Towards demystifying over-parameterization and early stopping in deep learning

Seminar
Friday, May 03, 2019
11:00am - 12:00pm
EER 1.516 (North Tower)

Many modern neural networks are trained in an over-parameterized regime where the parameters of the model exceed the size of the training dataset. Due to their over-parameterized nature these models in principle have the capacity to (over)fit any set of labels including pure noise. Despite this high fitting capacity, somewhat paradoxically, models trained via first-order methods (often with early stopping) continue to predict well on yet unseen test data.
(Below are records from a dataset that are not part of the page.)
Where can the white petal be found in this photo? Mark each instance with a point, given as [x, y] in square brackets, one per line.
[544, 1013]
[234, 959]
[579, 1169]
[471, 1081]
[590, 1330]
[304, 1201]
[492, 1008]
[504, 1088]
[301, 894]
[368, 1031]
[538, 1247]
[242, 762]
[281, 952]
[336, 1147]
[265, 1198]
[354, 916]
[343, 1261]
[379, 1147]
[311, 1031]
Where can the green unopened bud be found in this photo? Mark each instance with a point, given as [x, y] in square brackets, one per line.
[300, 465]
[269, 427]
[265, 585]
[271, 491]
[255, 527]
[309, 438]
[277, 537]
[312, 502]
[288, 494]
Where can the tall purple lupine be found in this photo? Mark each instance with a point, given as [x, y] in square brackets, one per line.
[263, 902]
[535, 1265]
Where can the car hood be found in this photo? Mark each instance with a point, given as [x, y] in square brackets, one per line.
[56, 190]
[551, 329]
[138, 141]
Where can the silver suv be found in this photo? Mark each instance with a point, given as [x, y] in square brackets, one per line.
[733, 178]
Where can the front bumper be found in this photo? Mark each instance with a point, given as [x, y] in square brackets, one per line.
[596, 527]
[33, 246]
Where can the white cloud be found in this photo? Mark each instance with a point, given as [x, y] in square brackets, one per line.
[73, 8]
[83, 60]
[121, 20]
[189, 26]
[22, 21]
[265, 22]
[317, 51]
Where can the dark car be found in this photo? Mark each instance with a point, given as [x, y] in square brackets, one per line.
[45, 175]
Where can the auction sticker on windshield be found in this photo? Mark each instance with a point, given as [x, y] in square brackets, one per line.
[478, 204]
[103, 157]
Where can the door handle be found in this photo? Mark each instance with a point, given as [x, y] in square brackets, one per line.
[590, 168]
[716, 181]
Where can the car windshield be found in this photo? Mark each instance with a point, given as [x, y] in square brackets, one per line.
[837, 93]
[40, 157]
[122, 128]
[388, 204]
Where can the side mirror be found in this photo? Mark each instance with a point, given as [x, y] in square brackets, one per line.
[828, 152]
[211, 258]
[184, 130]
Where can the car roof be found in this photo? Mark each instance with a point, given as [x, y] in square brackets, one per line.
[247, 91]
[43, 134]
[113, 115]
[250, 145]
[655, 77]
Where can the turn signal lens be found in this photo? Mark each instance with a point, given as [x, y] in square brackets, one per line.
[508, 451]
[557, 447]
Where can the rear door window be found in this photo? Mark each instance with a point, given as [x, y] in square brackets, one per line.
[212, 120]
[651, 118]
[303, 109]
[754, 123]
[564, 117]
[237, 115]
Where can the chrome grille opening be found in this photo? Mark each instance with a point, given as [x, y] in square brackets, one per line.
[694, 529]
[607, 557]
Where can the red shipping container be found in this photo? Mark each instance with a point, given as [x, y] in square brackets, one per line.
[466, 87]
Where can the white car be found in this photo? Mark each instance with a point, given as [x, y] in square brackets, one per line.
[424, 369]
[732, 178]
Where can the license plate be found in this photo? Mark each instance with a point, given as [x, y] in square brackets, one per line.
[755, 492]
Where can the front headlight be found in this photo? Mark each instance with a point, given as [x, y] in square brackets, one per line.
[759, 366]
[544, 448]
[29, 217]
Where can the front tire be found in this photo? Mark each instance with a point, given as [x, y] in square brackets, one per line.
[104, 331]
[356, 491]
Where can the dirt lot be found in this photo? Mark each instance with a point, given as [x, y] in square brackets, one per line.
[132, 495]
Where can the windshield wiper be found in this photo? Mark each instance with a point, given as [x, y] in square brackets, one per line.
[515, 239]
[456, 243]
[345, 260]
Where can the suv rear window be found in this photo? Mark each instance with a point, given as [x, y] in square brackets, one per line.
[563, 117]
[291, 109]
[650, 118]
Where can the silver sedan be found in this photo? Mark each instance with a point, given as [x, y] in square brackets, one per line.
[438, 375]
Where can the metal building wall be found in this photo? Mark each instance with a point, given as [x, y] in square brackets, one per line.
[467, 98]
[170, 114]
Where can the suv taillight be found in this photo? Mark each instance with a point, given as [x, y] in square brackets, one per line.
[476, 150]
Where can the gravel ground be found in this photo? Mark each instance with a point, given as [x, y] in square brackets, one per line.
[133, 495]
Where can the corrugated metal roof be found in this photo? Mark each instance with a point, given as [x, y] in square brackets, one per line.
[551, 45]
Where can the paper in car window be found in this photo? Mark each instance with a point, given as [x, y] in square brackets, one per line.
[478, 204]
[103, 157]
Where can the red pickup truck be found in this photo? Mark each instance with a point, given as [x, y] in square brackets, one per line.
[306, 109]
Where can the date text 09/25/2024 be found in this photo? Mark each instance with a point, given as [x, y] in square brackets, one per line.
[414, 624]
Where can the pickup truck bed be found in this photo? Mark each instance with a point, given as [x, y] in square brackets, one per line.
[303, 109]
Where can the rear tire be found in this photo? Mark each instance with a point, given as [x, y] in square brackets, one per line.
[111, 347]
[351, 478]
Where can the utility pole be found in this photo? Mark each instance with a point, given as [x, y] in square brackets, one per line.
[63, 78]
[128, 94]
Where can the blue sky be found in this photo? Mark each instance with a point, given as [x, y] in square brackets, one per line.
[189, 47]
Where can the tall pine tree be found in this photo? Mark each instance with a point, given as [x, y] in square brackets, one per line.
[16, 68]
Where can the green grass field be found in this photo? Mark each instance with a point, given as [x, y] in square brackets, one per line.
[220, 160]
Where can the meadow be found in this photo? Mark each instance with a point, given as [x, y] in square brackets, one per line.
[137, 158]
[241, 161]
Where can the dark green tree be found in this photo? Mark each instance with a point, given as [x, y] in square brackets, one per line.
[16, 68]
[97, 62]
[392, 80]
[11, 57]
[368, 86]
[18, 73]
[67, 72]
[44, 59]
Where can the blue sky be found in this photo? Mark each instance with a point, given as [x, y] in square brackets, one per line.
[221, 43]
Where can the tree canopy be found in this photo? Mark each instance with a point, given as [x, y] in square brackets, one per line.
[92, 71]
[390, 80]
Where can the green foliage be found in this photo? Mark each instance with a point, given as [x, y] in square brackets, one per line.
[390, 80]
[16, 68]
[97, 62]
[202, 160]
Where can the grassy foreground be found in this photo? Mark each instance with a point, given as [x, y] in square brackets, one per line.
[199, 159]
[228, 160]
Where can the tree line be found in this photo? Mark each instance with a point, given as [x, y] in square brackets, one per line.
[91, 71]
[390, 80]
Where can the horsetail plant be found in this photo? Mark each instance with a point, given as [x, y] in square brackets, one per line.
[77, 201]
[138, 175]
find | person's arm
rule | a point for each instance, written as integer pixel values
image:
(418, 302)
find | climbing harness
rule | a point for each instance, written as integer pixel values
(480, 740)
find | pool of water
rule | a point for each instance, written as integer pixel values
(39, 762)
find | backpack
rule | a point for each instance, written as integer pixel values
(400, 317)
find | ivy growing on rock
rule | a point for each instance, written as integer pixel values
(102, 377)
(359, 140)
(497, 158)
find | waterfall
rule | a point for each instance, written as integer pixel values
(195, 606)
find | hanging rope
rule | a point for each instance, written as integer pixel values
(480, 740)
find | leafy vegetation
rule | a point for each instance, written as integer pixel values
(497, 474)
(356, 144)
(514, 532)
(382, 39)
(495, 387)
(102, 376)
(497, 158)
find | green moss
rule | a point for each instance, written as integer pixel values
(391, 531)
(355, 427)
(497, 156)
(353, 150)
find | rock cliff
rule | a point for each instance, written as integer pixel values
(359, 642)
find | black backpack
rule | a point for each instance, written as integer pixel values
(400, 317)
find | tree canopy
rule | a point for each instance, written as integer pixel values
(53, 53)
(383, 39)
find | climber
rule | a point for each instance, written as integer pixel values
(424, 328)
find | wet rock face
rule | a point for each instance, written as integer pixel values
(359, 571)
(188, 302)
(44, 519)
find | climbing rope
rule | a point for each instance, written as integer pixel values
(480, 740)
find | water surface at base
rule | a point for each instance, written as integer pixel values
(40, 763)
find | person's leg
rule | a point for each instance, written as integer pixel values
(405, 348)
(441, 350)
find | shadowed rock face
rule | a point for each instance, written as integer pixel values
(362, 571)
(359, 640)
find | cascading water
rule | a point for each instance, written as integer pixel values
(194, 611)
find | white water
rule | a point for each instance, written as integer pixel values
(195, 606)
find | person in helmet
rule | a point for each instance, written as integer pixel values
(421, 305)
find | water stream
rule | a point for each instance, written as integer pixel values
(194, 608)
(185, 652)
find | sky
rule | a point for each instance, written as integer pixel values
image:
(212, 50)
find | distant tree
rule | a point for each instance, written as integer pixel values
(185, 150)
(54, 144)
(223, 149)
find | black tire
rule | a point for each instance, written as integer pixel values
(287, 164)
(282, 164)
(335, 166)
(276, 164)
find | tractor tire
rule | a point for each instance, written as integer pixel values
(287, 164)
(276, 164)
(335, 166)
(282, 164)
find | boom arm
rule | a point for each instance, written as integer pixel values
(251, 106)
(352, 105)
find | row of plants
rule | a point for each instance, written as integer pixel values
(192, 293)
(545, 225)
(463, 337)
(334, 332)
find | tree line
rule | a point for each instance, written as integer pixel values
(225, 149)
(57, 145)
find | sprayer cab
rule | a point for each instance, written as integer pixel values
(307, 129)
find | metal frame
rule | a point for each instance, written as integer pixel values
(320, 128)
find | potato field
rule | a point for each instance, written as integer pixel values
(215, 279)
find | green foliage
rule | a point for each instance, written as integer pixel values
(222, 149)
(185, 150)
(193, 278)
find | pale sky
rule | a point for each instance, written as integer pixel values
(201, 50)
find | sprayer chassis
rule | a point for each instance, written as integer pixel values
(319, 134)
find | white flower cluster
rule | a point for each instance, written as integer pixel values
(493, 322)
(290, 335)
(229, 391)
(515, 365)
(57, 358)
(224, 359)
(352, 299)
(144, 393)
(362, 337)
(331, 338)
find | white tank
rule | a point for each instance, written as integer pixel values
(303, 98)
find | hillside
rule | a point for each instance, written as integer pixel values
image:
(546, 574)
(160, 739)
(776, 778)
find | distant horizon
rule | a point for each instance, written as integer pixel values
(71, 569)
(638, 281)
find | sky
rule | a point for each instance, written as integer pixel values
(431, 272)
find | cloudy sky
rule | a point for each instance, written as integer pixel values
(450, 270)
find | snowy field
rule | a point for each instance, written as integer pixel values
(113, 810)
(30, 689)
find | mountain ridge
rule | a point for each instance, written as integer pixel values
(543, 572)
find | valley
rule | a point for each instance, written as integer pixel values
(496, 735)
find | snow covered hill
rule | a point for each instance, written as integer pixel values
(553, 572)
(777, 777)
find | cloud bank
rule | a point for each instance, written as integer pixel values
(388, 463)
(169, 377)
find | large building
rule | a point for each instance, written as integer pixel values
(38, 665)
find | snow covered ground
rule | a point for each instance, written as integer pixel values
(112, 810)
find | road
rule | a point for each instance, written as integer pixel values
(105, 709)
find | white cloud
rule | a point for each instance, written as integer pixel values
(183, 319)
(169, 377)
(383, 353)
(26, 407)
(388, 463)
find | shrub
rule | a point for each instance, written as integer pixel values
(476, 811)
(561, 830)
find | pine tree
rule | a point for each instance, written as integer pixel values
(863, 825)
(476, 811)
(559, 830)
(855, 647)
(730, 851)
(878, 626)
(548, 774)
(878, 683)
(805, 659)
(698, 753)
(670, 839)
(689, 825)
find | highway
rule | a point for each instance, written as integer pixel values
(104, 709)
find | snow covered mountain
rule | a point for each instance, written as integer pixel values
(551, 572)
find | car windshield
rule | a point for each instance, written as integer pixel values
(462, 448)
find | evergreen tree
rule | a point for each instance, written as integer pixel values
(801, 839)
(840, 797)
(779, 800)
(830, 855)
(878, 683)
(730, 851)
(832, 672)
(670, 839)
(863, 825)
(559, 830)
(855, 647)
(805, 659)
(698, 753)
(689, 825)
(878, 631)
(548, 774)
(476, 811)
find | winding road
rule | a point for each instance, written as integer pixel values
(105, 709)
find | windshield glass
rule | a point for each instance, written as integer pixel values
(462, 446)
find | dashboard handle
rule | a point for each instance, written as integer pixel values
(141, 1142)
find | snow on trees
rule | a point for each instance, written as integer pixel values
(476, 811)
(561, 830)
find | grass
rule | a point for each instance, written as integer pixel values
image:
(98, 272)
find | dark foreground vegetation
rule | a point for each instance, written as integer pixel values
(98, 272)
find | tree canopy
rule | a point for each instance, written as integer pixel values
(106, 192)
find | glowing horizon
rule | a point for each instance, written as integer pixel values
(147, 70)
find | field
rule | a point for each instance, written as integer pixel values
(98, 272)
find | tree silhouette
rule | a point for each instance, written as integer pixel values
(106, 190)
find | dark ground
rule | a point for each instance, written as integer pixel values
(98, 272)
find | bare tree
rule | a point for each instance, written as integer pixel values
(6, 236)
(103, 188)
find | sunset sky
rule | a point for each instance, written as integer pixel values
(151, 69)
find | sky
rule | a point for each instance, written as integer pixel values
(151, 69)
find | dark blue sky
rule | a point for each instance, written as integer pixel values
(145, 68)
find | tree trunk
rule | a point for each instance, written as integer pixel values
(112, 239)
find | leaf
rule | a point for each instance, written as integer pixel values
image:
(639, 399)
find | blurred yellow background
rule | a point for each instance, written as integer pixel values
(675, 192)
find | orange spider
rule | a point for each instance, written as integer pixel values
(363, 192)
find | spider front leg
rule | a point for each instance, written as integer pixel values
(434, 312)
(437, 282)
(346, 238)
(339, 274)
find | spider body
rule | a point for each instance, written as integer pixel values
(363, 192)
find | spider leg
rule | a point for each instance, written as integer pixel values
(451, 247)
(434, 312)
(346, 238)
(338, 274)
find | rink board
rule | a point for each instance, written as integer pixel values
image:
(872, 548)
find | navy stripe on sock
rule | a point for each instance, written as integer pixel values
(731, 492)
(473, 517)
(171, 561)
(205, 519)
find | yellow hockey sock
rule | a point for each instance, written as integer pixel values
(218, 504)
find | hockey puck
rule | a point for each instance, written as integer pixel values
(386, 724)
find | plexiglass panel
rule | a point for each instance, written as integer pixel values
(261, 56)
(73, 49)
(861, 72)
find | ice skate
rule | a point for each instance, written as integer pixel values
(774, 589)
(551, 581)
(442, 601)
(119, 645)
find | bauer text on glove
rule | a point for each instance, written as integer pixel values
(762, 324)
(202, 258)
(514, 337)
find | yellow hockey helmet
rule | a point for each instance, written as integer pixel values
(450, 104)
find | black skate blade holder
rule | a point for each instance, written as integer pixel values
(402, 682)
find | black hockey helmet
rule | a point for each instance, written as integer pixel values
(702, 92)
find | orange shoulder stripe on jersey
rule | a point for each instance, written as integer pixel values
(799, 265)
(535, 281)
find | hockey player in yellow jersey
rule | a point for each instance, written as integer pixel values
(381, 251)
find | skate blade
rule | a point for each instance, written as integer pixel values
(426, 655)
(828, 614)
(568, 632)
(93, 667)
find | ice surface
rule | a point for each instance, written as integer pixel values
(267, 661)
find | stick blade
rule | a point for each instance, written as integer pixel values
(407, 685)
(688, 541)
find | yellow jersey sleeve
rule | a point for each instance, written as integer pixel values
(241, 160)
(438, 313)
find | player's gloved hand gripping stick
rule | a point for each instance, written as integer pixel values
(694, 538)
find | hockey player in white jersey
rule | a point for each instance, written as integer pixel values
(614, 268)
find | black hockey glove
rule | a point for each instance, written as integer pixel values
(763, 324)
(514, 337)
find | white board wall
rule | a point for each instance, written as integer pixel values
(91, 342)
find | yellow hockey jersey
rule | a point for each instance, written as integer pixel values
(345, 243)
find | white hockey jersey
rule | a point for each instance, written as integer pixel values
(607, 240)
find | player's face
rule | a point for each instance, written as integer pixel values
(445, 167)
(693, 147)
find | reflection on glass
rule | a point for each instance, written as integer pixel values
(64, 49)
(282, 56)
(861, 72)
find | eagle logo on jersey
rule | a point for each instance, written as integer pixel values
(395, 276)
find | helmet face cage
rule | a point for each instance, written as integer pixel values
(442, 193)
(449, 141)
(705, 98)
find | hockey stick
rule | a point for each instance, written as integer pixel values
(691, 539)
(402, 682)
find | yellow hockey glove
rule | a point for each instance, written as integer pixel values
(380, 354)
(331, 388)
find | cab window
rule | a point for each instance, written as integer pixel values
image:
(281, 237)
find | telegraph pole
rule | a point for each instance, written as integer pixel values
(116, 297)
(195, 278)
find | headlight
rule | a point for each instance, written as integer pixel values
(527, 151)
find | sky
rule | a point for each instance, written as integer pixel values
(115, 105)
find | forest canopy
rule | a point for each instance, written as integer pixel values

In this talk I will discuss some results aimed at demystifying such phenomena by demonstrating that gradient methods enjoy a few intriguing properties: (1) when initialized at random the iterates converge at a geometric rate to a global optima, (2) among all global optima of the loss the iterates converge to one with good generalization capability, (3) with early-stopping are provably robust to noise/corruption/shuffling on a fraction of the labels with these algorithms only fitting to the correct labels and ignoring the corrupted labels.

Speaker

Assistant Professor
University of Southern California

Mahdi Soltanolkotabi is an assistant professor in the Ming Hsieh Department of Electrical and Computer Engineering and Computer Science at the University of Southern California where he holds an Andrew and Erna Viterbi Early Career Chair. Prior to joining USC, he completed his PhD in electrical engineering at Stanford in 2014. He was a postdoctoral researcher in the EECS department at UC Berkeley during the 2014-2015 academic year. Mahdi is the recipient of the Packard Fellowship in Science and Engineering, a Sloan Research Fellowship, an NSF Career award, an Airforce Office of Research Young Investigator award (AFOSR-YIP), and a Google faculty research award.